What’s tracked vs. ignored
The .chezmoiignore file carefully separates versioned config from ephemeral runtime state:
| Tracked (symlinked) | Ignored |
|---|---|
~/.claude/{CLAUDE.md, settings.json, skills} | ~/.claude/{sessions, history.jsonl, plugins, cache} |
~/.cursor/{cli-config.json, hooks.json, skills} | ~/.cursor/{extensions, ai-tracking, ide_state.json} |
~/.codex/{config.toml, hooks.json, skills/*} | ~/.codex/{sessions, cache, auth.json, *.sqlite} |
Permission grants, hook configs, and instructions persist across machines. Session history, auth tokens, and caches stay local.
Wiring a new agent tool
When a new agent tool appears, it takes three symlinks to onboard:
# 1. Global instructions
echo '../AGENTS.md' > "$(chezmoi source-path)/dot_newtool/symlink_AGENTS.md"
# 2. Skills directory
echo '../.agents/skills' > "$(chezmoi source-path)/dot_newtool/symlink_skills"
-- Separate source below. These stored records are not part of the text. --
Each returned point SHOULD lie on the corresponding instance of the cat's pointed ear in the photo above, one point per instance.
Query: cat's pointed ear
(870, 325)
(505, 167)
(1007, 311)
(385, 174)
# 3. Tool-specific config (if any)
mv ~/.newtool/config.toml agents-source/newtool/config.toml
echo '{{ .chezmoi.sourceDir }}/agents-source/newtool/config.toml' \
> "$(chezmoi source-path)/dot_newtool/symlink_config.toml.tmpl"
chezmoi apply
chezmoi-agent-sync "wire newtool"
The new tool immediately gets shared instructions, shared skills, and its own versioned config — with writes flowing back to git through the symlinks.
Why this works
The architecture solves a few things simultaneously:
-
Zero drift. Agent edits via symlinks land directly in the git-tracked source. There’s no sync step to forget.
-
Single source of truth. Skills, instructions, and hook binaries are defined once in
agents-source/. Adding a skill makes it available to all agents. -
Clean separation. Templates handle per-machine variation (OS type, work vs. personal). Symlinks handle agent-editable content. Each file uses the right mechanism for its nature.
-
Portable hooks.
$PATH-based binary names withcommand -vguards mean hooks work on any machine after bootstrap, fail gracefully before it. -
Easy onboarding. A new agent tool is three symlinks and one
chezmoi apply. The manifest system generates Codex-specific per-skill links automatically.
The repo is at github.com/jayantak/dotfiles if you want to see the full implementation.